Recently, terms like proxy, anonymous browsing, VPN, Tor, etc. have started to pop up more frequently in conversations of normal everyday people. Usually, and for most of the time that the Internet has been around, the majority of web users have never concerned themselves with such things.
Average users just open their browser, search Google, and check their social networks. But with everything that’s come to light in recent years – government spying programs like PRISM, companies that provide services that just about all of us use and collect our personal information for sale to the highest bidder, censorship in different parts of the world and blocking citizen access to information in countries that are experiencing political crisis – people are becoming increasingly well-versed in the knowledge that they need to protect their identities, get around censorship, and discover other layers of the web.
Deep Web, the other Internet
Although it’s hard to believe, so much so that for many it’s just an urban legend, the Deep Web (Deepnet, Hidden web, Invisible web) makes up most of the Internet. The Deep Web refers to all of the content of the World Wide Web that doesn’t form part of the Surface Web, in other words, content that’s not in websites that can be indexed by search engines and that any user can access with a regular browser.
Few studies have been done, but one of the more recent ones by the University of California estimates that the Deep Web holds approximately 7.5 petabytes (1 petabyte is 1000 terabytes). According to similar studies, the web that we all know (Facebook, Wikipedia, blogs, etc.) accounts for less than 1% of the entire Internet.
The idea is simple and confusing at the same time, but the web has been compared to the ocean. On the surface of the sea are the search engines, which collect the websites that are linked to each other, static pages, such as this blog, for example. This is the area of the ocean that we can “surf”. Databases are found a little deeper down. When a database is queried, it generates a unique page that is not indexed by search engines, and thus doesn’t form part of the Surface Web.
Academic publications, such as private scientific magazines, also don’t form part of the surface, because they are hidden in individual pages inside private networks, like the ones that the deceased Aaron Schwartz downloaded and for which he was arrested and put on trial. Lots of pages are also hidden because they form part of an Intranet, usually of companies or universities.

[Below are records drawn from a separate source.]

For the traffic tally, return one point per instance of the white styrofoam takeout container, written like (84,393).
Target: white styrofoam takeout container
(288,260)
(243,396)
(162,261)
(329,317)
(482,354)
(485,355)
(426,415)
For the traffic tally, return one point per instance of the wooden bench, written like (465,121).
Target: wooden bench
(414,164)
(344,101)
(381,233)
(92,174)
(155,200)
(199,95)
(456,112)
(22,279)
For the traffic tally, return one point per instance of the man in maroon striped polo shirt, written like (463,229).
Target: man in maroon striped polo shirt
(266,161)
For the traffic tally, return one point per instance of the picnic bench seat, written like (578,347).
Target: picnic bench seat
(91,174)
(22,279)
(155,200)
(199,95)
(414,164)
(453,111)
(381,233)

Descending even further, into the depths of this sea, we find the Tor network, the darkest part of the web. This is made up of a series of secret websites whose addresses end in .onion and that require specialised software to connect. This software is known as Tor. Lots of people use it to access the internet anonymously, because it encrypts all of the content that passes through it.
Tor is a network of virtual tunnels that protects users’ communications, bouncing them around inside an enormous network maintained by volunteers around the world. It was originally designed as a routing project of the U.S. Naval Research Laboratory in order to protect government communications.

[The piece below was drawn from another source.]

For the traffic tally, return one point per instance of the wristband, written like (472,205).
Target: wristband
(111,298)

The Deep Web isn’t a toy, and the darkness that surrounds it has made it the niche where the worst things imaginable are found: illegal drug traffic, pornography, arms, and even contract killers. They say that you don’t surf the Deep Web, you dive into it. Instead of search engines, it has a few reference sites where the search can begin, such as Hidden Wiki, but be very careful because you could run into things that you’d rather not see, or that others don’t want you to see.